The slack variable $\epsilon_i$ depicts the location of $i$th observation relative to the margin and the hyperplane. If $\epsilon_i = 0$, the observation lies on the correct side of the margin. If $\epsilon_i > 0$, the observation is on the wrong side of the margin and if $\epsilon_i > 1$, the observation is on the wrong side of the hyperplane.

The hyperparamter $C$ amounts for the budget for the amount by which the margin can be violated by $n$ observations. If $C=0$, there is no budget for the violation of the margin and hence the support vector classifier turns into maximal margin classifier. For $C>0$, no more than $C$ observations can be on the wrong side of the hyperplane (as $\epsilon_i > 1$ for the observation to be on the wrong side of the hyperplane). If $C$ increases, the margin will widen and if it decreases, the margin will become narrow. $C$ is chosen via cross-validation. When $C$ is small, the margin narrows and hence the classifier fits more colsely to the data, giving a high variance. For larger $C$, the margin is wider and hence fitting the data less hard and obtaining a classifier whihc is more biased but have low variance.
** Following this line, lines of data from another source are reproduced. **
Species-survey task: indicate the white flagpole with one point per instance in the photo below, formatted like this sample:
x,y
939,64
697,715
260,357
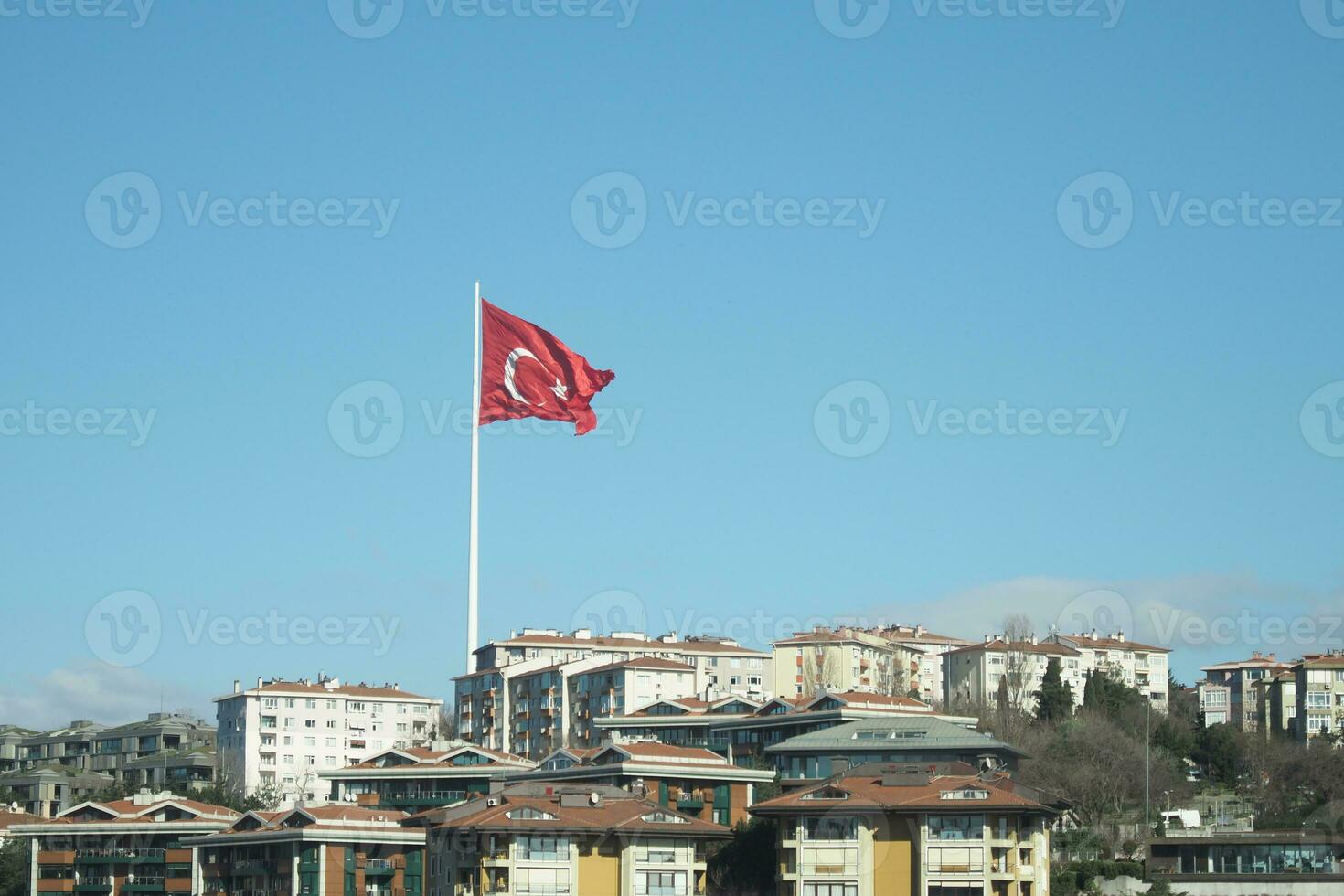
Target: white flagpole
x,y
474,549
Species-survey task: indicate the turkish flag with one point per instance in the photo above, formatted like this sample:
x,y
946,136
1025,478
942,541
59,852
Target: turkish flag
x,y
528,372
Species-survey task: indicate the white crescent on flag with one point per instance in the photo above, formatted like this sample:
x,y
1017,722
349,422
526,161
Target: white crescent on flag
x,y
511,367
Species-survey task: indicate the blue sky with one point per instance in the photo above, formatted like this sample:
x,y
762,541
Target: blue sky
x,y
723,493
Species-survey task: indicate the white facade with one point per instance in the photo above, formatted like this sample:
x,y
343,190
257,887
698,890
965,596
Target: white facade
x,y
283,733
517,700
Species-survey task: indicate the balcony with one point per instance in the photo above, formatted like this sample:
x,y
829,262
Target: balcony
x,y
423,799
379,868
120,858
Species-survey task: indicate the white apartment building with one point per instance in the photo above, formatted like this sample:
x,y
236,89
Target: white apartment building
x,y
1230,692
929,649
1138,666
972,673
283,733
517,700
839,660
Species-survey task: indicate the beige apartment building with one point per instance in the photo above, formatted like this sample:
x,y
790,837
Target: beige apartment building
x,y
519,698
840,660
1230,692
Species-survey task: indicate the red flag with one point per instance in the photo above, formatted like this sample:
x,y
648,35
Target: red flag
x,y
528,372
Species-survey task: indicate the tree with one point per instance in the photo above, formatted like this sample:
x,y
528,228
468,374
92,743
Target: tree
x,y
445,727
818,672
1055,699
746,864
1221,752
14,867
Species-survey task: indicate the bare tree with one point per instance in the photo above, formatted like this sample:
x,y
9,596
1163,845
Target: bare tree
x,y
1019,663
445,726
818,672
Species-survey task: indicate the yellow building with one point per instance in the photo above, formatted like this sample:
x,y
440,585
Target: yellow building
x,y
912,830
566,840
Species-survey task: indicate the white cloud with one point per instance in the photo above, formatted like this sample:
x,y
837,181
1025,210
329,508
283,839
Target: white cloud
x,y
1200,617
93,690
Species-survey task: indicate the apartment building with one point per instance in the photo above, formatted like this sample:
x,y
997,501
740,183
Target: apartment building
x,y
50,790
972,675
843,660
517,698
421,778
281,735
1230,693
903,830
1263,863
1138,666
1318,688
11,743
1278,703
568,840
611,689
906,739
687,779
314,850
929,647
125,847
91,746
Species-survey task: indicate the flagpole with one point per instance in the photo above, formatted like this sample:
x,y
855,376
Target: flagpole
x,y
474,549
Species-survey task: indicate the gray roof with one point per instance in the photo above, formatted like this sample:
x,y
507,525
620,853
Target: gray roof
x,y
894,733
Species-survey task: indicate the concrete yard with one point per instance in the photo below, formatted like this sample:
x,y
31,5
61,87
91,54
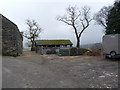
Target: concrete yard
x,y
50,71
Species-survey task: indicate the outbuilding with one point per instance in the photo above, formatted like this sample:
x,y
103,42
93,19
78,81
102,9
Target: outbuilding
x,y
51,46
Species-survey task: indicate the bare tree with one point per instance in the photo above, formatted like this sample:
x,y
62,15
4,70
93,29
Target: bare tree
x,y
79,20
32,32
102,16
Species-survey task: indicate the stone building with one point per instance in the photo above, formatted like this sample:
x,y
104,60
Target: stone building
x,y
12,39
51,46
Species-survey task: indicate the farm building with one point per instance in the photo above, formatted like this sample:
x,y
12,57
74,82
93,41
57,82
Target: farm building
x,y
11,38
51,46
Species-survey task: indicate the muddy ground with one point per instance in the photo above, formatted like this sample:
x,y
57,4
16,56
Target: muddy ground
x,y
32,70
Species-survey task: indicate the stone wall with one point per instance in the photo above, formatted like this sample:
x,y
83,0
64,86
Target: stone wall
x,y
11,38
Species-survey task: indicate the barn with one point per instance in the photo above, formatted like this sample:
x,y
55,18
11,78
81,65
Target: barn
x,y
51,46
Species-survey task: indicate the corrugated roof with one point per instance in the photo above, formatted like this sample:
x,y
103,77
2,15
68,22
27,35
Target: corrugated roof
x,y
53,42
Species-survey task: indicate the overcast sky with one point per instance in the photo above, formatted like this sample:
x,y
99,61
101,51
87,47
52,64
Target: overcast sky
x,y
45,13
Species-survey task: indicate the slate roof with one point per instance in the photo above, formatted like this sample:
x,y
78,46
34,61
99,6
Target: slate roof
x,y
53,42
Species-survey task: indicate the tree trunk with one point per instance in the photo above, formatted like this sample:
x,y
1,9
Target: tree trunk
x,y
78,42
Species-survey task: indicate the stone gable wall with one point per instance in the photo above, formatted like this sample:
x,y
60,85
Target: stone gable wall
x,y
11,38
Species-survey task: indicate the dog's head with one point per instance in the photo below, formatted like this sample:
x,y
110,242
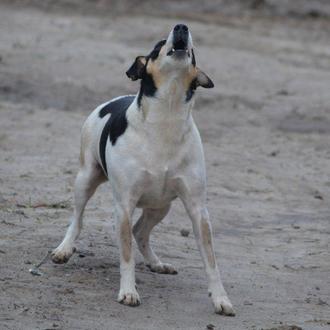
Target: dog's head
x,y
172,59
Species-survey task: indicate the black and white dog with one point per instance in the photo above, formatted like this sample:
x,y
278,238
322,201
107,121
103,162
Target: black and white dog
x,y
148,147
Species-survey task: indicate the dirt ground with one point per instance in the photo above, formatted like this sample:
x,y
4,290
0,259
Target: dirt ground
x,y
266,133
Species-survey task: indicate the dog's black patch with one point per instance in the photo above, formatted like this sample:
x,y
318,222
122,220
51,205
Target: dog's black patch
x,y
148,87
116,124
191,90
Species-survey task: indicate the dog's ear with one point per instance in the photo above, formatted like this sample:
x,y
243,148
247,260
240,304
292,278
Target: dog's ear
x,y
136,69
203,80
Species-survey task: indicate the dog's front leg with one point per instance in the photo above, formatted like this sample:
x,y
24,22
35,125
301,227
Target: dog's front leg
x,y
203,234
127,293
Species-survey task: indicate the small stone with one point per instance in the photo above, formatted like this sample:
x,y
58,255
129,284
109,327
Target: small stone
x,y
184,232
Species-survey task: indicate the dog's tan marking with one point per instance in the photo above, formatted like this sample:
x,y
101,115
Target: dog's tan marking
x,y
207,242
153,70
126,239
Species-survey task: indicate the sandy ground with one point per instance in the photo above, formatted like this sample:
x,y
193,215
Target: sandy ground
x,y
265,128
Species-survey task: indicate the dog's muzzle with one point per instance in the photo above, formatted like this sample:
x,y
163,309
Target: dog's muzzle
x,y
180,41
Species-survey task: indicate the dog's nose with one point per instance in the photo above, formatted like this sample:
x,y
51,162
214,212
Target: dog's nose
x,y
181,29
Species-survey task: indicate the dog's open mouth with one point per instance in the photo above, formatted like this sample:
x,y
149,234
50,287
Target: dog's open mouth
x,y
179,49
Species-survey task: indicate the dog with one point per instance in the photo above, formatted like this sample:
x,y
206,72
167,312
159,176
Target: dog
x,y
149,148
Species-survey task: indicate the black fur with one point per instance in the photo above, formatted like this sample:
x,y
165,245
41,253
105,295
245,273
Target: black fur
x,y
116,124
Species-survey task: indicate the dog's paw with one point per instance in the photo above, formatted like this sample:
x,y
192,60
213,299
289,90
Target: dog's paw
x,y
222,305
163,269
62,256
129,298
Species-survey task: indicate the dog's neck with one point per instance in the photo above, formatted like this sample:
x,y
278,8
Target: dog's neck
x,y
168,104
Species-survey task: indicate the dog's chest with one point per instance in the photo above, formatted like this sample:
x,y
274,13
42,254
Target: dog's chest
x,y
157,187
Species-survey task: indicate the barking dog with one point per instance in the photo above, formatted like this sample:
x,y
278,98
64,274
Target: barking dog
x,y
149,148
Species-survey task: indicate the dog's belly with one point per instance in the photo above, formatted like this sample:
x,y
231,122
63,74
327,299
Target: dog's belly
x,y
158,190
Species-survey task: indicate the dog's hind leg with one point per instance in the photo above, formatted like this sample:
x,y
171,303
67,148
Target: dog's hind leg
x,y
88,179
142,229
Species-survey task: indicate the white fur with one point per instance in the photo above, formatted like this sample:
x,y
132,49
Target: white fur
x,y
157,159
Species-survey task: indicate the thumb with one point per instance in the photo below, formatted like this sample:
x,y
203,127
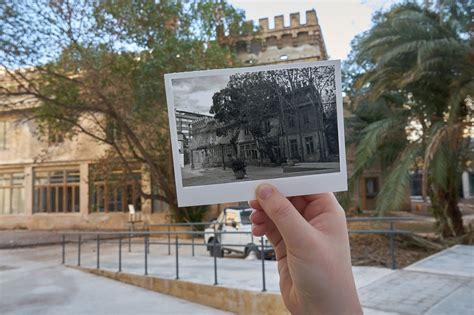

The observations that lie on the correct side of the margin do not affect the hyperplane. The observations that either lie on the margin or that violate the margin affect the hyperplane and hence are known as support vectors. For larger value of $C$, we will get a more number of support vectors and hence the hyperplane will depend on large number of observations, making the model low in variance.